Thomas Digges (1546 - 1595) was an English astronomer and military scholar, who was a champion of the Copernican system. In 1576, he wrote “A perfit description of the caelestiall orbes” where he describes his own model of the Universe. Digges saw an infinite universe of stars each like the Sun. His revolutionary leap shattered the appearance of an outermost sphere of stars and replaced it by space of limitless extent filled with stars. Digges was the first Renaissance writer to advance the idea of a physically infinite universe. Eight years after Digges' proposal, the Italian philosopher Giordano Bruno published similar ideas. For this and other impieties, Bruno was burned at the stake in 1600.

If all the stars were printed on the celestial sphere, then the differences in their brightness had to be intrinsic to the stars. However, if they were of various distances to Earth, then their differences in apparent brightness was due partly to differences in apparent brightness, and partly due to differences in distance. Measuring the distances to the stars became an important, although very difficult study. Surveyors had long used the system of triangulation to determine the distances to inaccessible points. You have a triangle where you can access two corners, and the third corner is the most distance object. You look at the object from each corner, and it’s apparently different position against the background, you can measure that angle of the other corner. With that angle, and the length of the baseline, you can determine the distance to the distant point.
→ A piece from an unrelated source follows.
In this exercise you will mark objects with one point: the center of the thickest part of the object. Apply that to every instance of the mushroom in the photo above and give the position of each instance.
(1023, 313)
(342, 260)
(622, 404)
When measuring the distance to stars, you determine the stars position against the background stars at either side of Earth’s orbit around the Sun. The difficulty is that the star is so distant that the angle you trying to measure is extremely tiny. In 1839, Fredrick Bessel found the distance to 61 Cygni, but the angle he had to measure was only 0.35 arc seconds. One arc second is 1/60 of one arc minute, and one arc minute is 1/60 of a degree, so Bessel’s angle was only one ten thousandth of a degree. Even so, this method could only be used for the nearby stars.
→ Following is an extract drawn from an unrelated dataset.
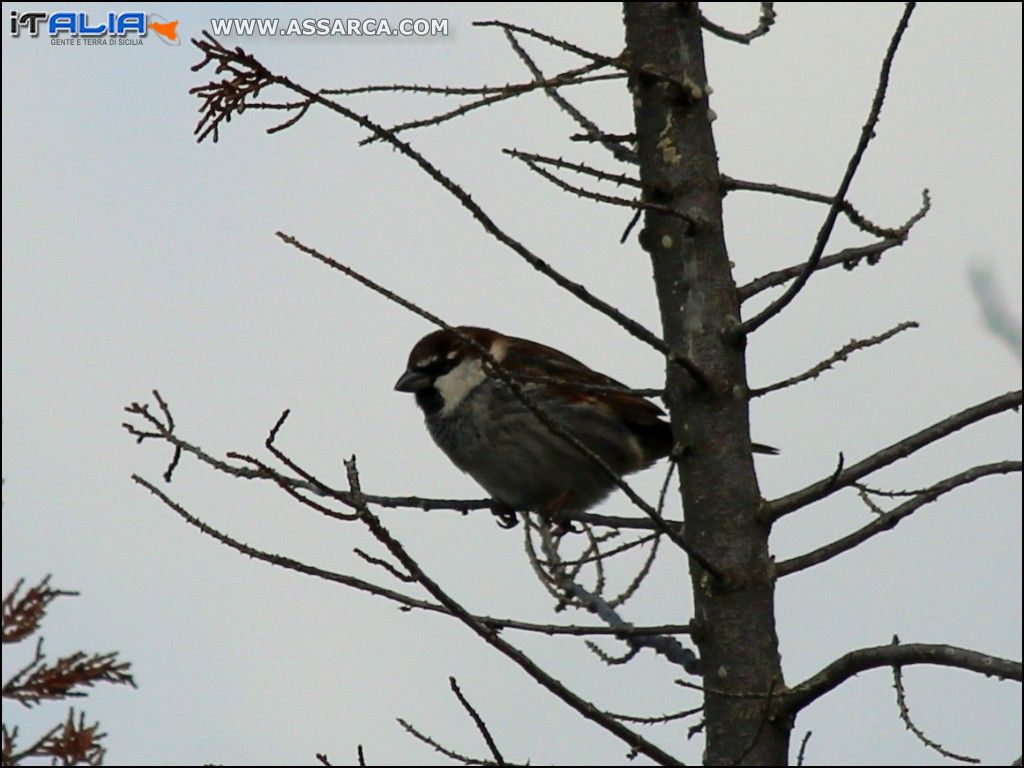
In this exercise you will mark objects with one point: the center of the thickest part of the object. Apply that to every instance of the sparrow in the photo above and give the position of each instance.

For more distant stars, you need to determine the intrinsic brightness of the star. If you have the intrinsic brightness and the apparent brightness, you can determine the distance. A Cepheid variable is a young star of several solar masses and roughly 104 solar luminosities whose luminosity changes periodically. As radiation streams out, some He+ in the atmosphere of the star is ionized to He+2, making the atmosphere more opaque. The decreased transparency of the stellar material blocks the energy flux and heats the gas, and the increased pressure pushes the envelope out, thus increasing the star's size and luminosity. As the star expands, it cools and He+2, gains an electron, converting back to He+. The enhanced transparency causes the atmosphere to shrink again. The period of a Cepheid variable is related to its intrinsic luminosity. Hence, measuring the period of light fluctuations allows the object's absolute luminosity to be determined, and its distance then follows through comparison with the observed brightness. Therefore, the Cepheids play an important role as a standard candle in assessing the distance scale in the Universe. The luminosity relation was found by a woman named Henrietta Leavitt in 1912.